Gasification Archive

Californian Char Maker August 2017

Another two years have passed since the conceptual continuous bio-char maker at CalForest Nursery in Etna, Scott Valley, California was first tested. As a really busy commercial activity that continues to invest time and $$$ outside of core business, resolving the technical challenges of developing appropriate componentry for bio-char production, steady progress can be reported.
The previously identified needs to modify the char augers to smaller diameter, now prevents jambing, and a new fuel leveling auger also functions as a refueling signal. Shut-down and air exclusion remains a manual task, but effective to prevent over night burn out of the start-up char bed. An extra water cooled core of the char chamber over the extraction grate, helps to quench the descending char, assessed a necessary when char out-put is cranked up to maximum.

Reviewing the choice of component development options from the first test programme, priority was given to returning the pyrolysis gas flares back down to ground level, and resolving blue smoke leakage of this air blown system during refueling cycles. In keeping with a policy of using existing equipment, especially the wood chip fuel system normally used for the "Shasta 2" gasifier, fuel locks were considered but discarded, having proved difficult to maintain for pyrolysis gas. Without a means to reduce internal system gas pressure by suction of the sticky pyrolysis gas, a possible solution was suggested to use a double chamber eductor venturi that creates suction using air from a blower fan.
Unable to discover prior applications of air blown eductors sucking combustible gas, design parameters were very much a guess and test process. The gas was expected to ignite at the first contact point with the air, creating a rocket engine effect. This provided the blast pressure to the second venturi gas inlet, with additional air completing the final combustion. Cast refractory creating the venturi effects were movable on their mountings, having expectations of adjusting suction or behavior of the first stage gas ignition blast. Spark ignition was installed to ensure combustible gas burnt as soon as it was present in the first wet pyrolysis gas, so that start-up smoke emission was minimal.
Final combustion is completed within the length of the refractory lined exit pipe discharging into a concrete block spark arrestor chamber. Water sprinklers were also arranged around the whole area for safety, but hand held spraying was found the most practical, as nothing exited the spark arrestor chamber except a heat shimmer.

The first cold test of this new blown/suction arrangement proved we had quite a healthy suction from the eductor. First ignition tests of the gas flare were difficult due to the large amount of moisture in the start-up gas, so a gas torch was used instead of the spark ignition.
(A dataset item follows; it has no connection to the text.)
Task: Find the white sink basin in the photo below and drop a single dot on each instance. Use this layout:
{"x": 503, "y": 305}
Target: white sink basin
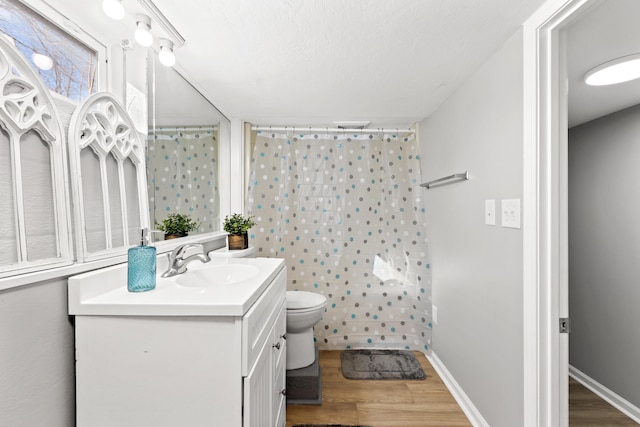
{"x": 212, "y": 275}
{"x": 210, "y": 289}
As expected the first stage suction behaved like a rocket feeding it's blast to the second venturi, accompanied by a low vibrational rumble. As all the refractories came up to temperature in the eductor, the noise level declined to a steady state, and by tuning the second venturi improved the final combustion. Emissions were monitored with CO and NoX well below limits for this stage of the test programme.

Limited char extraction trials were conducted, mainly to study the char quality evolution and best extraction rate, This also identified improvements that could be made to the extraction grate before the next series of tests later this year. Chars have been made available to researchers investigating their application, enabling wider participation of regional bio-char groups. International forestry expertise visiting this tree nursery have able to see seedling trees growing in char rooting medium, along side conventional vermiculite/peat mixes, and eventually in a year or two, visit local forestry planting sites.
As of December 2017, the charmaker is running again to establish the maximum outputs.
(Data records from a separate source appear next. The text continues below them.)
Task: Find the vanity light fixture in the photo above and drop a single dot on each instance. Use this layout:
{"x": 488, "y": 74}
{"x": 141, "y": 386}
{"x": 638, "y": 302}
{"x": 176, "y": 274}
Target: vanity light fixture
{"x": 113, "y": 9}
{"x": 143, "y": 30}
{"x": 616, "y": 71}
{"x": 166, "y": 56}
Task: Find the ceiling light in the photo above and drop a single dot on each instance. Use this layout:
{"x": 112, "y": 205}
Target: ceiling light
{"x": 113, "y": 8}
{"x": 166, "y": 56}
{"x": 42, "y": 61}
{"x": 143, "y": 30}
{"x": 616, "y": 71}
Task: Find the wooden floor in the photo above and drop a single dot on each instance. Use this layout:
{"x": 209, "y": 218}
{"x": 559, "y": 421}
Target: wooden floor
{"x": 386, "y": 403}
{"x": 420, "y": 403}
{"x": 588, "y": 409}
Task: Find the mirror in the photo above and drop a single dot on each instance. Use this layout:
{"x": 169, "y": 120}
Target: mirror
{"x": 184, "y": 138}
These char making and eductor tests were independently monitored on site by Tom Miles www.trmiles.com

This is the new component that I went to commission for the CalForest Charmaker. Called an eductor, it sucks hot pyrolysis gas lowering the internal pressure head of the updraft system.
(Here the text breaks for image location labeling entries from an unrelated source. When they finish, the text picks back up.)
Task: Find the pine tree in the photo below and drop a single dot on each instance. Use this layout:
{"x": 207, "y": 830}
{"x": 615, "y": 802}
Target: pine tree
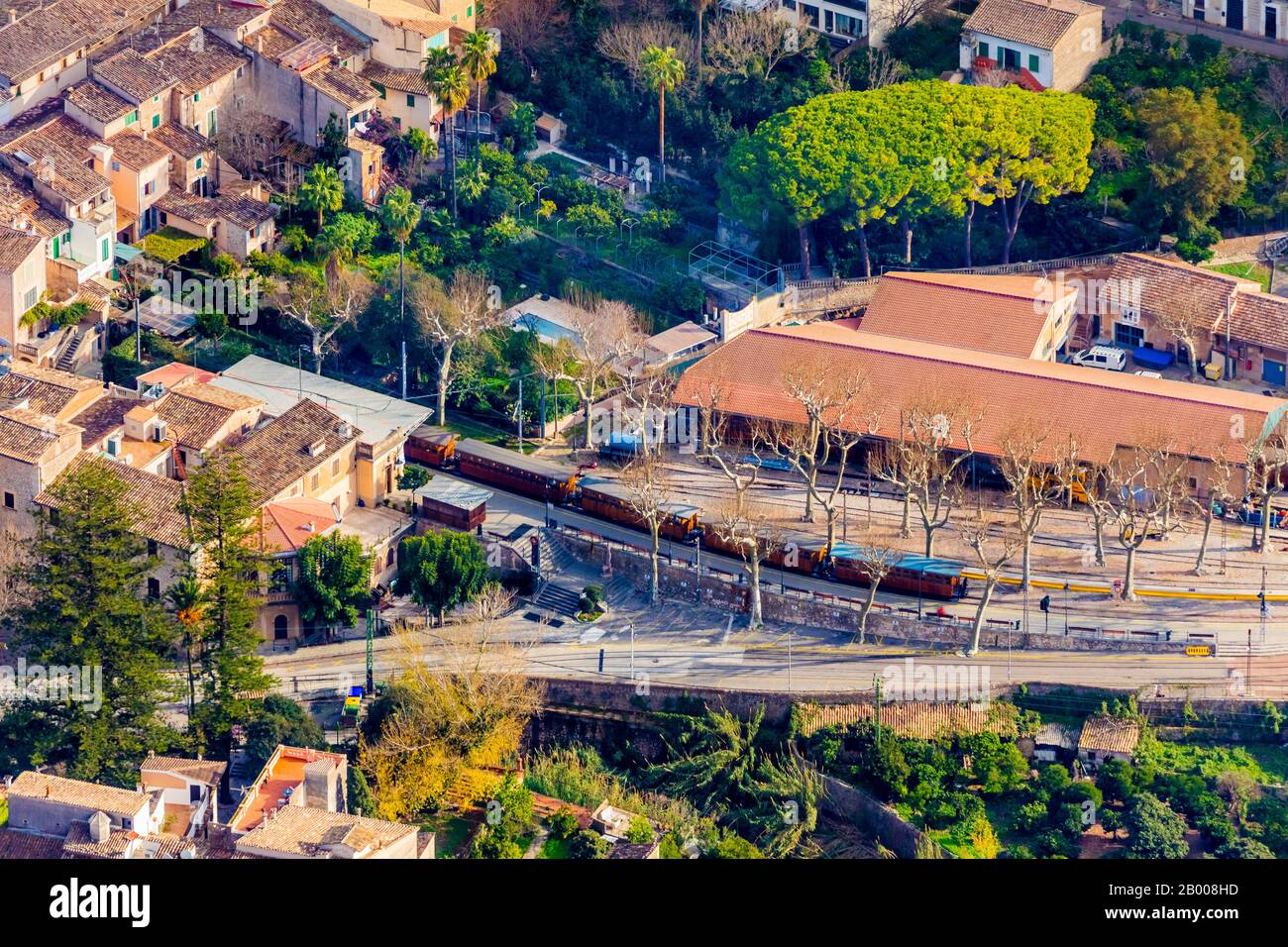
{"x": 86, "y": 573}
{"x": 220, "y": 509}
Simple cement block spark arrester for the 1,000C+ combustion gas exhaust.

This is the quality being produced during these trials. To find one raw chip however is failure for the production process, as it limits the end applications for the char.

Without water sprays in the bag filling augers, hot char can hide in the middle of a bag, then burn it's way to the outside over-night.

Me very hot (106F) taking notes.

This is what can happen to pyrolysis gas when it is piped from one place to another.  Under about 475C it will begin to form coke and block the pipes. We expected liquid tars rather than coke, but it only built up in a non-combustion area of the design.